Dazu dürfte wohl auch eine revolutionäre Maßnahme beigetragen haben: In drei großen Ressorts hat der „Guardian“ die Grenzen zwischen Online- und Print-Redakteuren aufgehoben – es gibt nur noch Redakteure. Und das bedeutet eben auch: Der bisherige Zeitungsredakteur muss gelegentlich Schichtdienst für Online machen. Dann beobachtet er den Nachrichtenfluss – explizit inklusive Blogs und Twitter – und schreibt zunächst nur für das Web. Dabei aber fährt er nicht die Seite, entscheidet also nicht über die Platzierung der Artikel auf der Homepage – das übernimmt eine Produktionseinheit.
Die Redaktionssysteme von Print und Online sind verzahnt, auch wenn wohl nicht alles immer glänzend läuft. Auch bei der elektronischen Koordination läuft noch zu viel über E-Mail & Co.
Gelebt wird die Web-Integration von oben. Als Chefredakteur Alan Rusbridger antrat, habe er recht klar gemacht, dass wer glaubt, sich nicht um den Internet-Auftritt kümmern zu müssen, sich fragen dürfe, ob nicht noch andere Arbeitgeber existieren, die besser zu ihm passen.
Ebenso licht und angenehm, aber geräumiger sind Treppenhaus und Konferenzräume. Tja, und dann kam, was mich endgültig sprachlos machte: die Audio- und Videostudios. Die sieben Audio- und Videostudios.
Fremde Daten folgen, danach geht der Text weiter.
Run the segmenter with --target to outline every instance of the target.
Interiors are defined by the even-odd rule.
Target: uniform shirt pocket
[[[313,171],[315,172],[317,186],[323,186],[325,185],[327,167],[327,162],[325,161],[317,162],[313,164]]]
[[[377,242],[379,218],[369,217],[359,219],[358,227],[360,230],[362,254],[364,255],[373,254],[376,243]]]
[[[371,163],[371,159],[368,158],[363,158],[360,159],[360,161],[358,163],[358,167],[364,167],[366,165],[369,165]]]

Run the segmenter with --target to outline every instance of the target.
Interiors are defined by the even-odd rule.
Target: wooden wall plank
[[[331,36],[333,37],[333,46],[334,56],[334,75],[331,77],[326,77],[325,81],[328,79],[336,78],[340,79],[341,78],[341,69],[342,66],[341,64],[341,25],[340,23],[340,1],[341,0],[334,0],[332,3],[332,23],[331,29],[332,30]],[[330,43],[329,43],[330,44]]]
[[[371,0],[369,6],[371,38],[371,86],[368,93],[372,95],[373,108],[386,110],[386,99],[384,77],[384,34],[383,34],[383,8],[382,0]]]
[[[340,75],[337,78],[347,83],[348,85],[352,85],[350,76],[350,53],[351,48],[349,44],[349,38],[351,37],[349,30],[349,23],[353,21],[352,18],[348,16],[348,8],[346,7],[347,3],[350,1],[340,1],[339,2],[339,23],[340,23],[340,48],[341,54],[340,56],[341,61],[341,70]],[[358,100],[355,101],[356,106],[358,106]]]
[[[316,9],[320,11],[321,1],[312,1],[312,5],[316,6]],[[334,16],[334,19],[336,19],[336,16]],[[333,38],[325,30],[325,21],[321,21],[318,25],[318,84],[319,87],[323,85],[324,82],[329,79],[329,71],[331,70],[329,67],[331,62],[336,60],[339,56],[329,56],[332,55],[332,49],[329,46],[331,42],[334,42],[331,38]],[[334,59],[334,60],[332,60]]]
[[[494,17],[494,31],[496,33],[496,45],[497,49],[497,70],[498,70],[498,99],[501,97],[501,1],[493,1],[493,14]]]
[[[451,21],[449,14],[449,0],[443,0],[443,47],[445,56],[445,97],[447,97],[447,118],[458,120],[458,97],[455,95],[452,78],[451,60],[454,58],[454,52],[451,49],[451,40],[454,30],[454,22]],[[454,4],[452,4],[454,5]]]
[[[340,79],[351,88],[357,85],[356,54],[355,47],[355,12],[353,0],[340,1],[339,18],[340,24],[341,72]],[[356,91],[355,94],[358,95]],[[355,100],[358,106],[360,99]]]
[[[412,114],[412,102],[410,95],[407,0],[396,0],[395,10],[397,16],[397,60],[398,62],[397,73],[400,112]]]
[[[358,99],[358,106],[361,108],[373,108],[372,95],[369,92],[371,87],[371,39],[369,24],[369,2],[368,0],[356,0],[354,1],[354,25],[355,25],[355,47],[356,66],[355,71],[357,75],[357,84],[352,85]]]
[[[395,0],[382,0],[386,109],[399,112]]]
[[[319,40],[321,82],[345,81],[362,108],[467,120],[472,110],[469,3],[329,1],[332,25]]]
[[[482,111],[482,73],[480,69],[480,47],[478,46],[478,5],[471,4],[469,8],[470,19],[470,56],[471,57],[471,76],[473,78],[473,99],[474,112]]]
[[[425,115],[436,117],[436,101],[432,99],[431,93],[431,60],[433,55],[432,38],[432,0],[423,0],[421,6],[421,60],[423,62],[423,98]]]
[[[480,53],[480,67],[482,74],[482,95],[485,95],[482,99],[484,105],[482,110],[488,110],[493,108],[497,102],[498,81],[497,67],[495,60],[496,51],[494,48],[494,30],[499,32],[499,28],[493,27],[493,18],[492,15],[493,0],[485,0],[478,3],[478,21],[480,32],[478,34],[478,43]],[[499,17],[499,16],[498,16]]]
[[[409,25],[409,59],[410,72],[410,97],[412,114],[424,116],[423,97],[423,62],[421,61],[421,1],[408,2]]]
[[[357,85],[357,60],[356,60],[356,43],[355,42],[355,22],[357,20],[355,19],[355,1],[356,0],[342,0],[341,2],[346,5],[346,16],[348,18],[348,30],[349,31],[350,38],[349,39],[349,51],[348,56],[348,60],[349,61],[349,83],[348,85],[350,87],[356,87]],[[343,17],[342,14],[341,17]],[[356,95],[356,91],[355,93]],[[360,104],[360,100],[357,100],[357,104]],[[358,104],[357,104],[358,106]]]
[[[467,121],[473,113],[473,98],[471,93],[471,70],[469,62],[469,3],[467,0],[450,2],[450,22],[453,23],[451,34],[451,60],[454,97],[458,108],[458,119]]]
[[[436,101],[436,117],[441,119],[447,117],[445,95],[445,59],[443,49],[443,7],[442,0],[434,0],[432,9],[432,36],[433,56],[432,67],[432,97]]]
Sechs davon sind kleine Glasräume, in denen Techniker und Sprecher ungetrennt voneinander sitzen.
Eines, das große aber beherbergt einen Tisch, an dem bis zu sechs Leute miteinander diskutieren können und einen großen Regieraum. Ich kenne in Deutschland kein Verlagshaus, das auch nur ansatzweise etwas Ähnliches bieten könnte. Außerdem ist allein die Audio- und Videoredaktion so groß wie in Deutschland die normale Online-Redaktion insgesamt.
Nun muss man klar sagen: Die Zeitung „Guardian“ ist defizitär und das Unternehmen bewahrt auch deshalb Ruhe, weil hinter dem Verlag eine Stiftung steht. Aber: Der „Guardian“ setzt konsequent darauf, dass eine Veränderung des Mediennutzungsverhalten nicht ohne Reaktion bleiben kann. Und dass diese Reaktion auch Investitionen erfordert.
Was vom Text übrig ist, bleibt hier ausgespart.